Depuis le mois de mars, le renforcement de la capacité des hôpitaux pour faire face au Covid-19 est au centre des préoccupations… et semble faire l’unanimité. Cela n’empêche pas le Conseil fédéral de préparer un nouveau tour de vis dans la politique de financement qui étrangle les institutions hospitalières

• 11 février: l’Organisation mondiale de la santé baptise officiellement la maladie provoquée par le nouveau coronavirus Covid-19. Wuhan et la région de Hubei en Chine sont soumises à une quarantaine brutale depuis trois semaines. L’épidémie est en pleine expansion, notamment en Italie, où le premier cas sera officiellement constaté le 20 février.

• 12 février: le Conseil fédéral met en consultation une révision de l’Ordonnance sur l’assurance maladie (OAMal). Il veut «améliorer la planification hospitalière», annonce-t-il.
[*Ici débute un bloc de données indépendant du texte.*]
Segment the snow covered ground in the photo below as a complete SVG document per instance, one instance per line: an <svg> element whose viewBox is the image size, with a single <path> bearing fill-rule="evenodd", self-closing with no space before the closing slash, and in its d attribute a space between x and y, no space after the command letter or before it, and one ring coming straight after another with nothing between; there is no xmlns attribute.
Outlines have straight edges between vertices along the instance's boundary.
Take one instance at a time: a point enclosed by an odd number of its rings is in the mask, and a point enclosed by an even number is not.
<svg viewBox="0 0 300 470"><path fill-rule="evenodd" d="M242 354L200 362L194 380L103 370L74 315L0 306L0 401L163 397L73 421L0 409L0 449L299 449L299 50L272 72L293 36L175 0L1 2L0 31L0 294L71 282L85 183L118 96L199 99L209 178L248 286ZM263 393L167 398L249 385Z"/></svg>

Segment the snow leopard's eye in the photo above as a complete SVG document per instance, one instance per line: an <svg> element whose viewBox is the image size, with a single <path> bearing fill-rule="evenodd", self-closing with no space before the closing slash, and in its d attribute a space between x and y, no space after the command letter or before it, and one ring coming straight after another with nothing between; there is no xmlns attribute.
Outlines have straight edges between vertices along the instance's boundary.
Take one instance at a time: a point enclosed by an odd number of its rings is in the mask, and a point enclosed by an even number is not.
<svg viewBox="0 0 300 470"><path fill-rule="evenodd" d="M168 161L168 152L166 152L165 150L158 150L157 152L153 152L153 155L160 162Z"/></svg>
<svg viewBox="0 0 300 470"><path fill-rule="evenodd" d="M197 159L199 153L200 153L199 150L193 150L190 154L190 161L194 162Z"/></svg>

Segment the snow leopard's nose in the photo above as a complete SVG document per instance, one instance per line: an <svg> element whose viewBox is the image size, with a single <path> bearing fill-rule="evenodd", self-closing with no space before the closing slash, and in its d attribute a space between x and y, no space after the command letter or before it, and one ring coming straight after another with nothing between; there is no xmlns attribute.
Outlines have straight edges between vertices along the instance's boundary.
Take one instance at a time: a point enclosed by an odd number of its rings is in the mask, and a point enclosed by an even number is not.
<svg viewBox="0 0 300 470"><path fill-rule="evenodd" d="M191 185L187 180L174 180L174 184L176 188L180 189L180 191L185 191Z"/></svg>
Le principal changement de cette révision se trouve dans l’article 59cbis, alinéa 1, lettre b, traitant du financement des hôpitaux: «on sélectionne comme valeur de référence les coûts par cas ou les coûts journaliers ajustés selon le degré de gravité du fournisseur de prestations qui correspond au maximum au 25e percentile calculé sur la base du nombre de fournisseurs de prestations». Le rapport explicatif met les points sur les i: «Le critère de l’efficience est défini uniformément [à l’échelle de la Suisse] selon la méthode du percentile: un percentile de 25% signifie que 25% des coûts par cas ajustés selon le degré de gravité des hôpitaux sont inférieurs à la valeur de référence et que 75% lui sont supérieurs.»

En français: le Conseil fédéral veut mettre en place pour le financement des hôpitaux des valeurs de référence nationales, basées sur la base de la comparaison compétitive entre hôpitaux (le fameux benchmarking), fixées de telle sorte que le niveau de remboursement soit suffisant pour les 25% des hôpitaux avec les coûts unitaires les plus bas, et insuffisant pour les trois autres quarts.

Le but est revendiqué: «Si la valeur de référence est fixée au 25e percentile au lieu du 40e percentile, une réduction supplémentaire des coûts pour l’AOS [assurance maladie obligatoire] d’une hauteur d’environ 200 à 250 millions de francs pour l’année tarifaire 2019 peut en principe être estimée.»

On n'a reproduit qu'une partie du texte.